In an article published last month, the Wall Street Journal chronicled the difficulties that many of the SPACs launched during the SPAC IPO frenzy in late 2020 and early 2021 are having trying to identify a suitable merger target. Many of the SPACs, the article suggested, might be forced to liquidate; still others, the article suggested, could “pursue low-quality companies” as the SPAC sponsors seek to “stave off possible losses.” I had occasion to recall the Journal article as I read the allegations in a newly filed SPAC-related shareholder derivative suit. The new lawsuit illustrates the one of the types of litigation risk some SPACs could face as they mull last minute mergers before the approaching end of their 24-month search period.
The May 18, 2022 Journal article, entitled “Stock Selloff Crunches SPAC Creators as They Race to Find Deals” (here) noted that SPACs are “running out of time to find companies to take public, potentially leaving their architects without deals and saddled with sizeable losses.” The article explains that on average the backers that organize SPACs must invest between $5 million and $10 million of their own money to launch a SPAC. The SPAC has 24 months to find a merger target; if it does not, the organizers must liquidate the SPAC and return the funds to investors. If this happens, the SPAC organizers lose their initial investment.
However, the Journal article notes, market turmoil, supply chain woes, as we well as fact that many prior SPAC mergers have turned sour, have made a SPAC merger a much less attractive proposition for prospective targets. (Indeed, the Journal article notes, in recent months, several companies that had agreed to merge with a SPAC had gotten cold feet and called off the deals.) Moreover, with over 280 SPACs facing deadlines in the first quarter of 2023 alone, there simply may not be enough companies that will want to merge with a SPAC. According to SPACInsider, as June 20, 2022, there are 590 SPACs now seeking merger partners.
The Journal article quotes unnamed analysts as saying the “a larger percentage” of SPACs “won’t find mergers,” and saying further that as a result the SPAC architects may by early next year collectively lose $1 billion or more. In order to try to “stave off possible losses,” some SPACs may “pursue low-quality companies to take public at improper valuations.”
One specific risk that could arise if a SPAC turns to a low-quality company in order to try to stave off losses is that the SPAC might wind up selecting a merger partner in an industry or of a type different from that initially targeted by the SPAC. Among the problems with this kind of move is that it could well lead to litigation, as is illustrated in a derivative suit filed earlier this week.
On June 20. 2002, a plaintiff shareholder filed a derivative suit in the Central District of California against Momentus, Inc., as nominal defendant; the board of directors of Momentus; and the former directors and officers of Stable Road Acquisition Corporation (SRAC), with which SRAC merged in August 2021. A copy of the complaint in the action can be found here. Momentus is a privately-owned space industry startup.
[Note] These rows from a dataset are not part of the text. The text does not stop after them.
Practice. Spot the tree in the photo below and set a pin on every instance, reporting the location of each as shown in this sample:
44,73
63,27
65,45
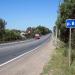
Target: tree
2,28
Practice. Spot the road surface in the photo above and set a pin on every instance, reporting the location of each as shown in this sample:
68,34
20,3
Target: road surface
10,51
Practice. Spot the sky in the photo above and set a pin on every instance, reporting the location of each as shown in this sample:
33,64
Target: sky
21,14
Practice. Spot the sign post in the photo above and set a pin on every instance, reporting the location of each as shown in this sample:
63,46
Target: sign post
70,23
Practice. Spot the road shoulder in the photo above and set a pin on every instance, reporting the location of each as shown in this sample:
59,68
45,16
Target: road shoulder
30,64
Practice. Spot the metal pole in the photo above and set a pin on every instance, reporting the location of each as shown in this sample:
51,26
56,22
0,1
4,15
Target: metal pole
56,36
69,52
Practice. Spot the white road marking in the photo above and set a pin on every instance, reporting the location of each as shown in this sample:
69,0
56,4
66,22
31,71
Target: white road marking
20,55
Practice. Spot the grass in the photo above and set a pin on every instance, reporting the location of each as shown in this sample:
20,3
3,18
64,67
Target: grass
58,65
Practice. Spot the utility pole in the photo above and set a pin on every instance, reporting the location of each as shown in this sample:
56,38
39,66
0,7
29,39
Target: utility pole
69,52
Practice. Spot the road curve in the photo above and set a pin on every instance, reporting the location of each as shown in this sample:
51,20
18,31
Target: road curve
9,52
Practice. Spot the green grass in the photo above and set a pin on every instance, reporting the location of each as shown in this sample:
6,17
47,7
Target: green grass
58,65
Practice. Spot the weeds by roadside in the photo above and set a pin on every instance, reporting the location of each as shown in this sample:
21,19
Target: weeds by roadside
58,65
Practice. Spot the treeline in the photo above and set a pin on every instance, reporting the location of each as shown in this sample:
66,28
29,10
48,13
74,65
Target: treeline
31,31
66,11
13,35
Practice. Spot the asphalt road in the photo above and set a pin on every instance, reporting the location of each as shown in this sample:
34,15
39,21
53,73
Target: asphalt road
10,51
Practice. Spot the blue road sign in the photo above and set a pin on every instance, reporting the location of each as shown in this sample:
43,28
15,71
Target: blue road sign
70,23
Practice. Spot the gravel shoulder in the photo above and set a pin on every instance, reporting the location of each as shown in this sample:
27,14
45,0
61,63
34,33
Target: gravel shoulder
31,63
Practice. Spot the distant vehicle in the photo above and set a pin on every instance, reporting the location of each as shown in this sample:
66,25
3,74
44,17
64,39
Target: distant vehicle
37,36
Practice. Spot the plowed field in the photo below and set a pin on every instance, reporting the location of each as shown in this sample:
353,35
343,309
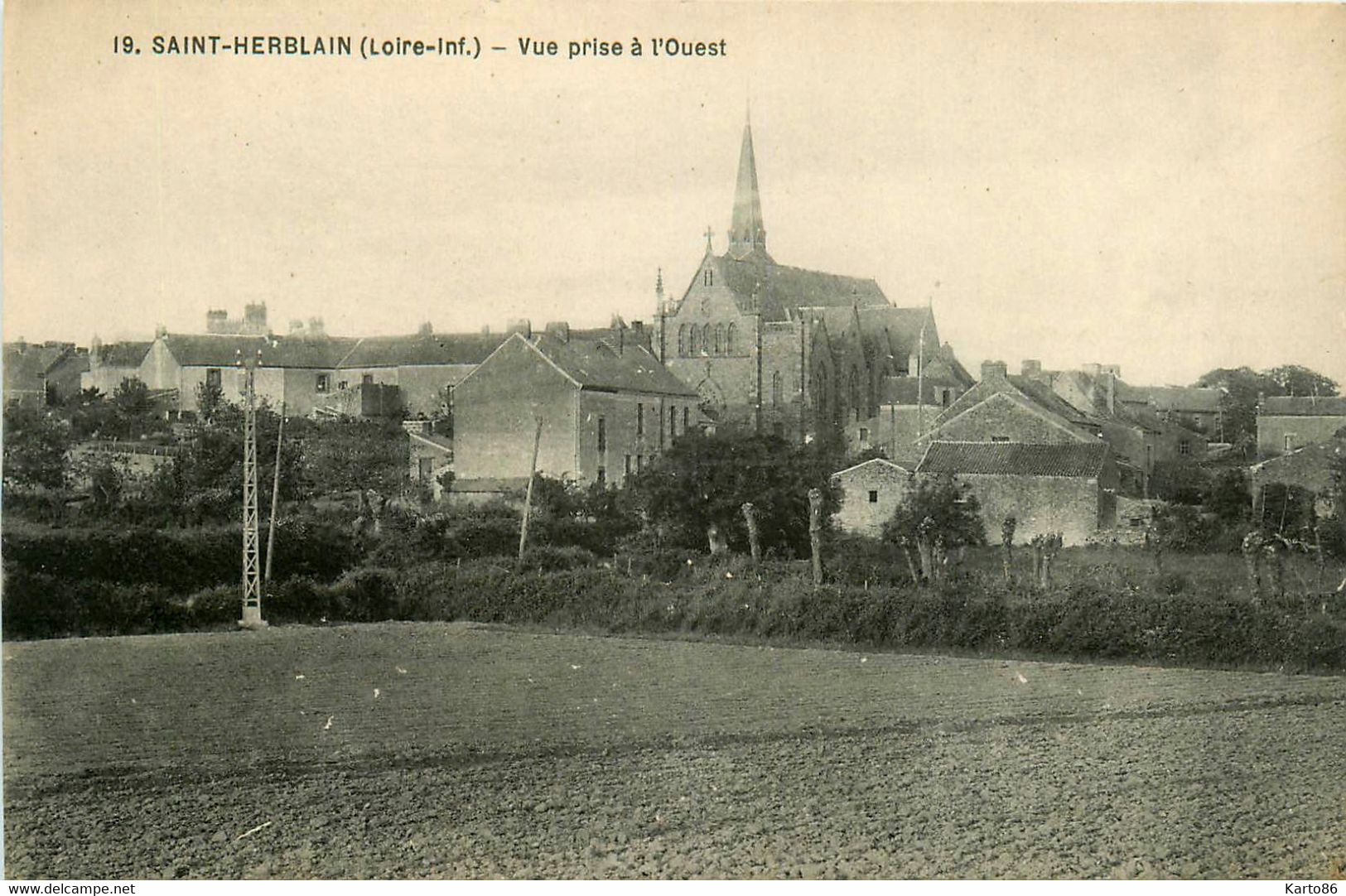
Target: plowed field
459,751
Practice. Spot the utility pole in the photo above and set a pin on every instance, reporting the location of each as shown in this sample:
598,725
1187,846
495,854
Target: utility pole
252,581
528,494
275,495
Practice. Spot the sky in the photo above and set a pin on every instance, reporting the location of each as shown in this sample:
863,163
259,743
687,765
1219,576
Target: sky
1155,186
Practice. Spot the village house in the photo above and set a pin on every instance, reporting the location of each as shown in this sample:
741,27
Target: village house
424,366
603,402
113,362
1309,467
871,491
1190,407
1286,422
42,372
782,350
1064,487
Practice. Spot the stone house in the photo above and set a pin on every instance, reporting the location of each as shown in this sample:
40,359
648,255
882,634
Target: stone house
1005,408
1137,433
1065,487
299,373
113,362
1190,407
606,409
38,373
870,494
430,455
424,366
1286,422
779,349
1309,467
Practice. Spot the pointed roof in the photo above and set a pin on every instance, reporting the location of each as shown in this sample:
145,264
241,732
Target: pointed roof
747,232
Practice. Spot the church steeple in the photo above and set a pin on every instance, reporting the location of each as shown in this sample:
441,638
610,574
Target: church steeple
747,233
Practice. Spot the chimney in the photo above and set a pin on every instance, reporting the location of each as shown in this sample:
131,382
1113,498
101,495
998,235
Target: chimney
994,370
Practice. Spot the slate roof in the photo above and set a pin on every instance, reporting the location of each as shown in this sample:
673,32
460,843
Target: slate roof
594,364
26,366
423,349
224,350
1302,407
123,354
1180,398
1012,459
782,290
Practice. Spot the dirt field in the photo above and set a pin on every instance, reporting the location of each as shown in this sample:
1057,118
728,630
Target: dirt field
458,751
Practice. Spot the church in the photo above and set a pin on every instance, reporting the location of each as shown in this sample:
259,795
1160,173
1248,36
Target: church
790,351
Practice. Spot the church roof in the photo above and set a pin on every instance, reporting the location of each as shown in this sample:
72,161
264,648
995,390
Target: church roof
746,228
781,291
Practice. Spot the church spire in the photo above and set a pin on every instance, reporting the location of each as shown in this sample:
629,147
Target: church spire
747,233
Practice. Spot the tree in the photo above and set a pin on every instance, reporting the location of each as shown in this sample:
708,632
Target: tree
938,508
135,408
36,444
1302,381
704,480
1238,404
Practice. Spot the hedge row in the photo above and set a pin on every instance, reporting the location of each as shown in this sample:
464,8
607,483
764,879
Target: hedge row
1077,620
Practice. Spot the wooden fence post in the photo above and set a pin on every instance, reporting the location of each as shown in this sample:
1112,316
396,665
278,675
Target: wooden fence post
754,544
816,533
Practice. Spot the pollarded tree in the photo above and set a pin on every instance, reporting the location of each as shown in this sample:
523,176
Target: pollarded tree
938,512
704,480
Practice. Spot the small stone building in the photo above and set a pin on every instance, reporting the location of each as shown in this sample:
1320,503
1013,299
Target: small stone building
870,493
1062,487
1286,422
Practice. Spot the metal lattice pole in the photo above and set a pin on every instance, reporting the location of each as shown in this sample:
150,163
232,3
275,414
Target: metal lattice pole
252,577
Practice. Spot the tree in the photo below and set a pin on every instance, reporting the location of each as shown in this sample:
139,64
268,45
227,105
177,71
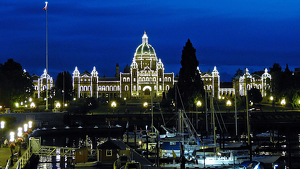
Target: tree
255,95
63,86
190,84
239,72
15,84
If the names Momentus and SRAC are familiar, it is because their business combination previously has resulted in a securities class action lawsuit (as described here) and an SEC enforcement action (as described here). Among other things, the prior lawsuit and enforcement action alleged that Momentus and the SPAC misled investors by failing to disclose that multiple federal agencies had advised that Momentus’s CEO, a Russian citizen, posed an unacceptable national security risk, and that Momentus had never tested its technology in space, as claimed.
The new derivative lawsuit refers to these same allegations but focuses in addition on an allegation relating to the fact that at the time of its IPO, SRAC had said that it intended to target a cannabis/marijuana company. The complaint alleges, after describing Momentus as a “privately owned space industry startup with no revenue,” that:
SRAC tried to locate a cannabis/marijuana related company to acquire as was its stated purpose but they were unable to locate one prior to the May 13, 2021 deadline upon which SRAC would need to repay $172.5 million to shareholders if no successful merger was consummated. In order to prevent this return of money and to enrich Defendants … who would make tens of millions of dollars from the merger, SRAC entered into the merger with Momentus. To make sure that shareholders approved this last-minute deal, Defendants misleadingly touted the proposed merger and Momentus’s prospects.
The allegation in the new derivative suit complaint may illustrate the kinds of pressures that some SPACs my experience, allegedly including the pressure to complete a deal in order to avoid repaying the SPAC IPO proceeds to investors. At least according to the plaintiff’s allegation, the pressure could cause some SPAC executives to (as SRAC is alleged to have done) target an acquisition that differs from the SPAC’s stated purpose at the time of the SPAC IPO. The new complaint suggests that companies that deviate from the state purpose could, at least under certain circumstances, face an increased risk of litigation. All things to watch for as the year progresses and as increasing numbers of SPACs approach the end of their search periods.